There are two techniques that can go 90% of the way to making playing-initiated retreats like this not boring or tedious.
"Time passes"
Use your role as DM to control the passage of time. Skip the uneventful parts. Do you know that nothing will inconvenience them on the way out of the dungeon? Narrate to skip ahead then.
You backtrack through the halls to your camp hidden outside the dungeon. Two hours of walking and resting later you're rested and ready to head back in. What do you want to do?
This is part of a family of techniques called scene framing, because you're skipping ahead and then reframing the situation the players are to make decisions in. There's no need to have them decide and describe their every twist and turn as they backtrack out of the dungeon; "we leave the dungeon" is plenty. (Having them walk square-by-square on a battlemat would definitely be unnecessary and tedious!)
No need, of course, unless there is…
The world doesn't always stand still
Sometimes, skipping right back to camp can itself be boring. There's nothing more of an adventure-mood killer than knowing you can traipse around completely safely. And what's more, there's never any justification for acting like dungeons and wilderness are completely safe — they never are.
So ask yourself, "Does anything happen meanwhile?" Think offscreen, and think about what the dungeon denizens are up to while the PCs are letting off the pressure. Are they regrouping? Retrenching? Reinforcing? Wandering? Sometimes they'll be sitting tight and cowering, or be unaware of the breach of their outer defenses, so "Hm, no, nothing happens meanwhile" is a totally valid answer. But don't let it be the only answer you ever give. Make things happen that are logical consequences of the larger situation while the PCs are choosing to not push forward.
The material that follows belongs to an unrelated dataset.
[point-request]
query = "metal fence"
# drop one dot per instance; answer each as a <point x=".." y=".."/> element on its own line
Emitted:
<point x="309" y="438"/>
The dungeon becomes a living, breathing place that changes in smaller and larger ways while the PCs are away.
Sometimes, these happenings will find the PCs too, and then their "rest" becomes very much not boring. Players who know that they need to keep an eye out, and watch their backs, make for smarter PCs that are better at surviving than PCs run by players who think they can let their guard down because they "paused" the adventure. There is no pause button!
You can use this naturally in combination with the pacing advice above — when nothing happens, skip to the next point of decision for the players, but when something else does happen, skip right to that event's location and time and start describing the PCs' situation to the players.
It's all about time
So make sure that you skip the time where nothing happens, and make sure that when things happen isn't 100% predictable by the players. These two techniques — one a narrative techniques, the other a structural technique — go a very long way to making rests non-tedious.
Critically, this combination of techniques remove the tedium without preventing the players from thinking smart like they have been. Even better than not preventing them, it actually gives them more things to think strategically about, making the game more nuanced and engaging for strategically-minded players like it seems you have.